Vijf vragen aan minister Ploumen
AMMAN (ANP). Minister Lilianne Ploumen van Ontwikkelingssamenwerking geeft 17 miljoen euro extra aan de opvang van Syrische vluchtelingen. Hieronder vijf vragen en antwoorden over nut en noodzaak van dat geld.
Nederland heeft eerder al 42 miljoen euro uitgetrokken voor dit doel. Waarom maakt u nu weer geld vrij?
„De vluchtelingenstroom wordt alleen maar groter. Dit is de ergste humanitaire crisis in de wereld nu. Je hoort overal dat er veel meer noden zijn dan middelen beschikbaar. Bovendien zijn de winters heel erg streng. Er is dus materiaal zoals dekens en kachels nodig om het leven van de vluchtelingen draaglijk te maken.”
Is 17 miljoen euro genoeg?
„Er is veel meer nodig, maar dit is alles wat ik nu vrij kon maken. Hopelijk is het ook een aanmoediging voor andere landen om eveneens te gaan geven. Recent doneerde de EU al 400 miljoen euro en ook andere landen doen hun best om gelden beschikbaar te stellen.”

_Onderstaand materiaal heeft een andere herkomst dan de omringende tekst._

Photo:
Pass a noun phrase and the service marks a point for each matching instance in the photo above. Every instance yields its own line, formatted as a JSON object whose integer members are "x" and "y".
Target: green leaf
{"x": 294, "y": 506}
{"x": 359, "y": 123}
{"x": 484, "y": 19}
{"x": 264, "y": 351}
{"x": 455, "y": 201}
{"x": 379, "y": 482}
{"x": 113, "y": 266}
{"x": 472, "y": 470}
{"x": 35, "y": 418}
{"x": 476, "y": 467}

Kunnen we ook op andere manieren helpen?
„Nederland heeft veel expertise op het gebied van afvalmanagement, water en ruimtelijke ordening. Die kennis kunnen we delen. Burgemeesters zitten in Libanon in de knel omdat er door de stroom vluchtelingen simpelweg te veel afval is. Daarbij kunnen wij helpen.”
En vluchtelingen in Nederland opvangen?
„Donderdag is er een debat over de eventuele opvang van Syrische vluchtelingen in Nederland. Er wordt nu bekeken wat we kunnen doen aan directe opvang. Maar als ik mensen hier spreek, willen de meesten graag terug naar huis. In het algemeen vindt het kabinet opvang in de regio het belangrijkst. Je klampt je toch vast aan alles wat bekend is, denk ik.”

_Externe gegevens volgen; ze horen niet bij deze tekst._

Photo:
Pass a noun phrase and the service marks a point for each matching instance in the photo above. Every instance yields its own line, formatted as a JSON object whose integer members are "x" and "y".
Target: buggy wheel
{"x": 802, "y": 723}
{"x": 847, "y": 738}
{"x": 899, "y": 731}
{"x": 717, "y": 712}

U heeft de vluchtelingen in illegale tentenkampen in Libanon bezocht. Hoe gaat het met hen?
„De situatie waarin mensen zijn beland, is naar en akelig. Het is voor mensen ontzettend moeilijk om in deze omstandigheden te leven. Veel mensen uit Syrië zijn mensen zoals jij en ik: ze hadden een huis, een baan, een auto. Zij raken door de reserves heen en moeten om hulp vragen.”